La recevabilité en mode de preuve du document électronique

L'article 1er du projet de loi (article 1316-1 du code civil) reconnaît l'admissibilité comme mode de preuve de l'écrit électronique, au même titre que l'écrit sur support papier, à condition que les moyens techniques utilisés donnent des assurances, d'une part sur la bonne conservation du message, et d'autre part sur l'identité de celui dont émane l'écrit et auquel on entendrait l'opposer.

La force probante du document électronique est équivalente à celle de l'acte sous seing privé

L'article 2 du projet de loi (article 1322-1 du code civil) reconnaît à l'écrit électronique qui constate des droits et obligations et qui porte une signature, une force probante équivalente à celle d'un acte sous seing privé sur support papier.

Le choix n'a donc pas été fait de hiérarchiser la force probante des documents selon le support utilisé (voir infra), c'est-à-dire de conférer à l'écrit électronique un statut " inférieur " à celui de l'écrit sur support papier.

La suppression des mentions manuscrites

L'article 4 du projet de loi propose de lever l'obstacle à l'utilisation du document électronique que constitue la formalité de la mention manuscrite de la somme en toutes lettres et en chiffres exigée pour les actes unilatéraux (article 1326 du code civil).

Le règlement des conflits de preuve

Constatant que le code civil ne contient actuellement aucun article réglant les conflits entre preuves littérales, le projet de loi propose que le juge règle ces conflits de preuve en se fondant sur la vraisemblance des éléments qui lui sont soumis.

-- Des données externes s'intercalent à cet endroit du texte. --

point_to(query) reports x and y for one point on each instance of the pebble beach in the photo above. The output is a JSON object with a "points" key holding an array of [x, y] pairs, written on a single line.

Le juge du fond déterminera souverainement au cas par cas, en tenant compte de toutes les circonstances de l'espèce, quelle est la preuve littérale qui doit l'emporter sur l'autre (article 1316-2 du code civil).

Les conventions sur la preuve

L'article 1341 du code civil sur la préconstitution de preuve par écrit n'étant pas d'ordre public, la jurisprudence a reconnu la possibilité de passer des conventions sur la preuve. Le projet de loi propose de lever toute incertitude sur la portée exacte de cette jurisprudence en consacrant cette faculté par voie législative (article 1316-2 du code civil).

La définition générale de la signature et la reconnaissance de la signature électronique

Une définition générale de la signature

Le projet de loi comporte une définition de la signature qui fait ressortir clairement ses deux fonctions, qu'elle soit manuscrite ou non : la signature renseigne sur l'identité de l'auteur de l'acte et manifeste l'adhésion du signataire au contenu de l'acte (article 1322-1 du code civil).

La signature électronique

Le projet de loi consacre la validité des procédés dits de signature électronique et précise à quelles conditions une signature peut être admise sous forme électronique (article 3).

Le projet de loi s'inscrit pleinement dans le cadre de la directive communautaire puisqu'il instaure une présomption de fiabilité au bénéfice des signatures électroniques répondant à certaines exigences de fiabilité définies par décret en Conseil d'Etat.